Race Report: Thomas Gerlach @ Tinfoilman Triathlon

October 31, 2011 on 1:53 pm | In Athlete Profile, Random Musings, Sponsorship | No Comments

By Team TriSports athlete Thomas Gerlach

While most people were busy preparing their Halloween costumes, this week I got to work making myself into a real-life walking zombie.  I knew I hit the mark when I walked into TriSports on Saturday for the Tinfoilman packet pickup, and the staff actually commented on how much I looked like a zombie.  But that was the plan, and with both the Amica 19.7 Sprint Championship and Ironman Arizona fast approaching, I had little time for rest during my hardest training block ever.

The goal of the Tinfoilman was to get in a fast threshold workout and compare it to a race earlier this year on the same course.  Now to be fair, I had crashed 10 days prior to that race, but I thought it would be a wash with the extra fatigue for this one.

Swim (9:59) The Tinfoilman features an 825 yard swim in the University of Arizona pool. The race features 10 waves, with 30 athletes per wave, and 2 athletes per lane.I embraced the news as I planned for an even tougher threshold workout. My wave was up, the gun fired, and I took off down the lane. Surprisingly I had half a length gap on everyone - that is until I hit the wall - and then I found myself suddenly half a length behind. Now seeing as I don't believe in doing flip turns, and nor do I believe in pushing off the wall, I knew that I would sacrifice some time here. I can only imagine what it looks like from the pool deck, but based on the number of coaches that have watched me swim thru the years, I am pretty sure it is a horrid site - but hey it's Halloween!Bike (28:17) The bike is a relatively flat, 12-mile, 3-loop bike course around the U of A campus. The roads of this urban bike course go from smooth as glass to "hold on for dear life" rough, and they can be quite challenging with cars, dogs, and competitors to watch out for.The bike is where I expected my legs to be most fatigued and sadly they didn't disappoint. Nonetheless, I pedaled as fast as I could as I tried to close the gap on Ben. The power on the smoother sections was good at 330, but I couldn't put out any power on the bumpy sections and with all the turns the final power only came in at 279. In better news, as the laps rolled by the split differential was coming down. After the 1st lap it was at 1 minute, by the second lap it was down to 40 seconds, and when I rolled back into transition it was down to 20. This was all good, but I knew I needed a great run to win.

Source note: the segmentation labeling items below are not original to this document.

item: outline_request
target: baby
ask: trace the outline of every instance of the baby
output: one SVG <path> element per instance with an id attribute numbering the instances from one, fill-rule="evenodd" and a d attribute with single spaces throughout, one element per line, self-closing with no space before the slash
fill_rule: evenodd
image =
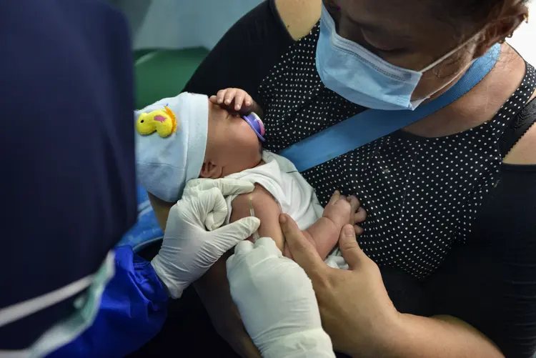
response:
<path id="1" fill-rule="evenodd" d="M 228 89 L 210 99 L 183 93 L 137 111 L 138 181 L 149 192 L 170 202 L 180 198 L 190 179 L 228 177 L 251 182 L 255 184 L 252 193 L 227 198 L 227 222 L 249 216 L 252 206 L 261 221 L 259 237 L 272 237 L 289 256 L 279 224 L 279 214 L 288 214 L 325 259 L 342 227 L 355 224 L 361 216 L 357 214 L 359 202 L 336 193 L 322 209 L 313 188 L 292 163 L 262 150 L 260 119 L 255 117 L 259 122 L 255 125 L 239 114 L 259 111 L 258 108 L 245 91 Z M 327 262 L 345 265 L 338 255 Z"/>

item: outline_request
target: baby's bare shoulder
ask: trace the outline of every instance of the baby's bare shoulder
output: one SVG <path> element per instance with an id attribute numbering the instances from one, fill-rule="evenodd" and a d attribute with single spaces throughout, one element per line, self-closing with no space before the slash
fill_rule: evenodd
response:
<path id="1" fill-rule="evenodd" d="M 242 194 L 233 200 L 231 222 L 251 216 L 250 207 L 253 207 L 255 217 L 261 221 L 257 230 L 260 237 L 271 237 L 280 250 L 283 249 L 284 237 L 279 226 L 281 209 L 274 197 L 260 185 L 249 194 Z"/>

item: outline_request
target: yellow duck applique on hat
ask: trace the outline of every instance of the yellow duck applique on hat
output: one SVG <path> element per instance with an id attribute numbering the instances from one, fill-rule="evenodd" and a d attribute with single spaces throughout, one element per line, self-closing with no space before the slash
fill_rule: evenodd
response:
<path id="1" fill-rule="evenodd" d="M 178 123 L 173 111 L 164 106 L 164 109 L 157 109 L 142 113 L 136 121 L 136 130 L 142 135 L 156 131 L 162 138 L 169 136 L 177 131 Z"/>

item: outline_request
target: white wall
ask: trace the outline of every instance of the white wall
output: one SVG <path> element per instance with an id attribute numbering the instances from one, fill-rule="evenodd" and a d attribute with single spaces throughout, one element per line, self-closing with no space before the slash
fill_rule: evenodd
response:
<path id="1" fill-rule="evenodd" d="M 522 24 L 507 41 L 530 64 L 536 66 L 536 0 L 529 4 L 528 24 Z"/>
<path id="2" fill-rule="evenodd" d="M 212 49 L 237 20 L 262 0 L 109 1 L 126 13 L 134 47 L 139 49 Z M 523 24 L 507 41 L 536 65 L 536 0 L 529 9 L 532 20 Z"/>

Run (17:17) I got back to transition, racked my bike, and swiftly put on my run shoes.  I had a GPS watch that I was going to use for data, but it served little purpose in trying to chase down a future Olympian.

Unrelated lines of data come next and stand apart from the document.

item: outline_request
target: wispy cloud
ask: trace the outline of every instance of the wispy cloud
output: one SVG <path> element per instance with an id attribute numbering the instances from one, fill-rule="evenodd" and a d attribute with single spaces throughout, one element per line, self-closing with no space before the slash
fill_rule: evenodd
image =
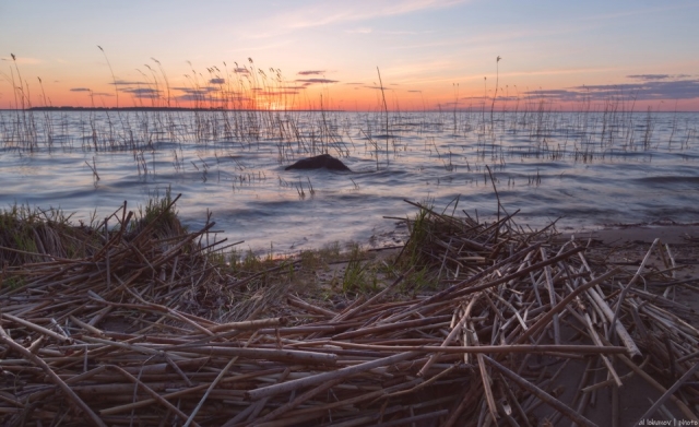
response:
<path id="1" fill-rule="evenodd" d="M 382 16 L 451 8 L 467 0 L 355 0 L 352 2 L 321 2 L 312 8 L 297 10 L 287 15 L 288 26 L 306 28 L 364 21 Z"/>
<path id="2" fill-rule="evenodd" d="M 643 81 L 653 81 L 653 80 L 677 80 L 677 79 L 687 79 L 689 74 L 632 74 L 627 75 L 628 79 L 633 80 L 643 80 Z"/>
<path id="3" fill-rule="evenodd" d="M 3 61 L 10 61 L 10 62 L 13 61 L 12 57 L 0 57 L 0 59 Z M 43 63 L 44 61 L 37 58 L 25 58 L 25 57 L 20 57 L 15 55 L 14 62 L 16 62 L 19 66 L 36 66 L 36 64 Z"/>
<path id="4" fill-rule="evenodd" d="M 641 75 L 641 74 L 639 74 Z M 651 79 L 653 74 L 642 74 Z M 654 74 L 655 80 L 643 83 L 597 84 L 562 90 L 528 91 L 525 95 L 564 102 L 583 99 L 606 100 L 629 98 L 637 100 L 696 99 L 699 98 L 699 79 L 665 81 L 666 74 Z"/>
<path id="5" fill-rule="evenodd" d="M 122 92 L 131 94 L 135 98 L 140 99 L 157 99 L 161 96 L 162 91 L 156 91 L 150 87 L 137 87 L 125 88 Z"/>
<path id="6" fill-rule="evenodd" d="M 308 86 L 311 84 L 337 83 L 336 80 L 330 80 L 330 79 L 296 79 L 295 82 L 304 83 L 305 86 Z"/>
<path id="7" fill-rule="evenodd" d="M 307 71 L 299 71 L 297 74 L 299 75 L 322 75 L 325 73 L 325 70 L 307 70 Z"/>

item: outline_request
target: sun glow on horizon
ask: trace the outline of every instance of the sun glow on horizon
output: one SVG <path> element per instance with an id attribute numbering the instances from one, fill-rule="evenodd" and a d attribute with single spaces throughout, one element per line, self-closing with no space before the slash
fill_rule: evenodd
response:
<path id="1" fill-rule="evenodd" d="M 200 16 L 179 3 L 11 2 L 0 14 L 0 108 L 378 110 L 386 96 L 394 111 L 535 99 L 554 110 L 699 111 L 690 0 L 369 4 L 261 0 Z"/>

I took off on the run with the mindset that I was only 20 seconds down – surprisingly the legs felt pretty good.  It always amazes me how much fresher legs feel after short races than the longer races that I am accustom to.  On the downside, fresh legs means there are no excuses but to run fast.

The run is a flat 2-loop course that offers multiple opportunities to grab splits. That first opportunity came at about 1K and I was roughly 250 meters down.  Ben looked strong, but the gap didn’t seem unreasonable so I pressed hard.  I was flying by other participants from earlier waves but my gap to Ben was growing and the signature smile was fading to a grimace.  I continued down the homestretch and could only muster a faint “on your left” as I flew by participants.  I left it all on the table, but in the end I would finish nearly a minute and a half down.

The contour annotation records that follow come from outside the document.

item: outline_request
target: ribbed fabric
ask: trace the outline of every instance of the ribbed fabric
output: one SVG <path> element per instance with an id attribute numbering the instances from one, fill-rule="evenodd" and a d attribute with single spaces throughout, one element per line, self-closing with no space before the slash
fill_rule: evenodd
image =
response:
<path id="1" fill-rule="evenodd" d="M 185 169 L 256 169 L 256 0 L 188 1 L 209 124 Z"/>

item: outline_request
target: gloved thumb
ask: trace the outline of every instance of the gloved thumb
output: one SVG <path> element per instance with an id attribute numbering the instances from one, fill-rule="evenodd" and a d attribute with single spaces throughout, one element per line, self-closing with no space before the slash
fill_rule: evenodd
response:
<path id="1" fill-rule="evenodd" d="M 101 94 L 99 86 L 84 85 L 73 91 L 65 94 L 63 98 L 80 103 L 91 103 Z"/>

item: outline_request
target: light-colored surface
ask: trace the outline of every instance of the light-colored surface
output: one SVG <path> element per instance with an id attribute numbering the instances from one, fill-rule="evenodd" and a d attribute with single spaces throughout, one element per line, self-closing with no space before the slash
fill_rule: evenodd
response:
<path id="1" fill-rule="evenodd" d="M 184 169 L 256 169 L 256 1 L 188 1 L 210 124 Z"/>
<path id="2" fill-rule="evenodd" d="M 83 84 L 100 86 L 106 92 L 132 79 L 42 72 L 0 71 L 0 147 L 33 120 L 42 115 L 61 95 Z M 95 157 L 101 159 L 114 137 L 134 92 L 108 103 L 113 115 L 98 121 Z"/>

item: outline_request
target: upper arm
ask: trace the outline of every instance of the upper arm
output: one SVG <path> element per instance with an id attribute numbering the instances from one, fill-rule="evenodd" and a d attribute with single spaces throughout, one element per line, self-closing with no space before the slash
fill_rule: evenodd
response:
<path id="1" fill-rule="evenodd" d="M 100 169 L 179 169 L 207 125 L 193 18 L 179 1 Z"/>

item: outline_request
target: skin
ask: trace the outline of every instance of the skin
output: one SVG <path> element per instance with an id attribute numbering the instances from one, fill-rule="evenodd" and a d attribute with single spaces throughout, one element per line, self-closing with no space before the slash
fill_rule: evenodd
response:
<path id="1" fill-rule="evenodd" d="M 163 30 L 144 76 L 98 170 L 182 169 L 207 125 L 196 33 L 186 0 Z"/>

Overall (55:34) I had my best swim ever swimming 825y in 9:59.  That may not impress many – but it continues to show that my swim work is paying off, and a strong swim is key to my success at the next level.  The bike was lacking today but I knew it would be and the run was on par.  Overall my time was 55:34 and good for second place and was a good minute faster than my race back in May at 56:37.